The dispute dashed hopes that the two-day meeting of the Group of Seven leading industrial nations to discuss ways of cutting unemployment would endorse the British emphasis on jobs flexibility as the solution.

William Waldegrave, Chief Secretary to the Treasury, and Gillian Shephard, Secretary of State for Education and Employment, angered France and Germany by rejecting demands for the introduction of minimum labour standards in international agreements.

Mr Waldegrave said: "There is a considerable danger of seeing protectionism creeping in through the back door through such clauses." Britain was backed by Canadian and Japanese delegates who see export growth as the best way to raise standards in poor countries.

However, the European Union's social affairs commissioner, Padraig Flynn, will today call on the ministers to stop ducking the question of whether developing countries gain an unfair advantage from exploiting their workforce.

Earlier the French President Jacques Chirac said in his opening address that so-called social causes in trade agreements were the only way to avoid protectionism.

The row echoes European concerns that Britain will gain additional competitive benefits from opting out of the EU's Social Chapter.

There were further confrontations between Britain and its partners over the need for macro-economic co-ordination. Mr Chirac said economic, and especially monetary, co-ordination would be on the agenda at the next G7 summit in June.
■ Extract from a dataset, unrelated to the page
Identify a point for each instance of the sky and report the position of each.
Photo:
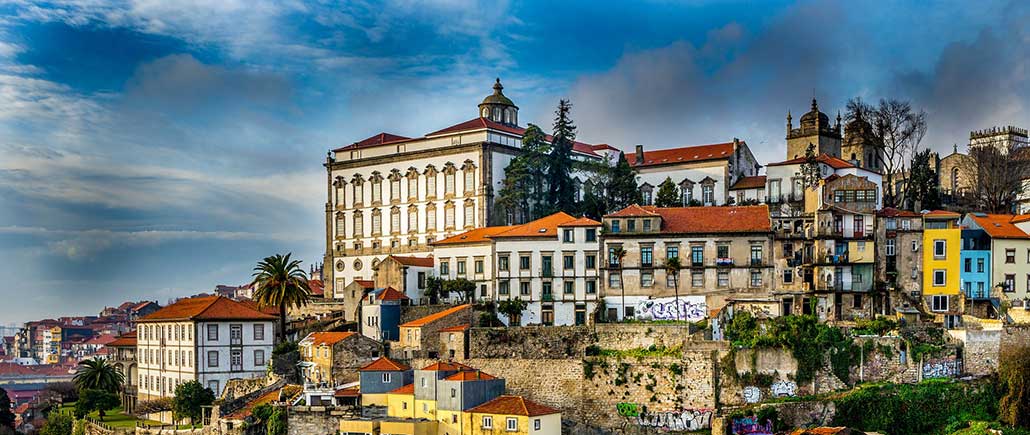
(152, 149)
Jacques Santer, President of the European Commission, joined the attack. In a clear reference to the recent Franco-German plan for a second exchange rate mechanism for currencies outside the single European currency, to which Britain is firmly opposed, he said: "We must co-ordinate our policies to prevent beggar-thy-neighbour policies which simply move the problems from one country to another."

Britain also found itself isolated in its approach to unemployment. Mrs Shephard claimed deregulation had given Britain a better record of job creation than other G7 countries. The perception of job insecurity was not fully borne out by the evidence, she said.

"Our record certainly is better than the other major European economies by far," Mrs Shephard insisted. This was due to refusing to accept the burdens of the Social Chapter and minimum wage, she said.

"Pain has to accompany any kind of change or restructuring. We had to face up to it," she said, agreeing that it would be difficult for the Continental economies to tackle inflexi- bility.

The US is the only G7 country to have a more deregulated labour market than Britain. But the Clinton administration is alarmed about growing income-inequality, and crime.

Britain could learn from Continental methods of vocational training, Mrs Shephard said, but "the message for the creation of jobs is absolutely clear. You have to have a strong economy. You have to reduce burdens on employers and you have to have a flexible labour market". Britain's G7 partners, especially the Germans, agreed that there was a role for structural reform of their labour markets, but they placed a much greater emphasis on social cohesion.

The summit, which ends today, was billed as an opportunity to exchange ideas on how to cut unemployment in the world's richest countries from its current level of more than 22 million.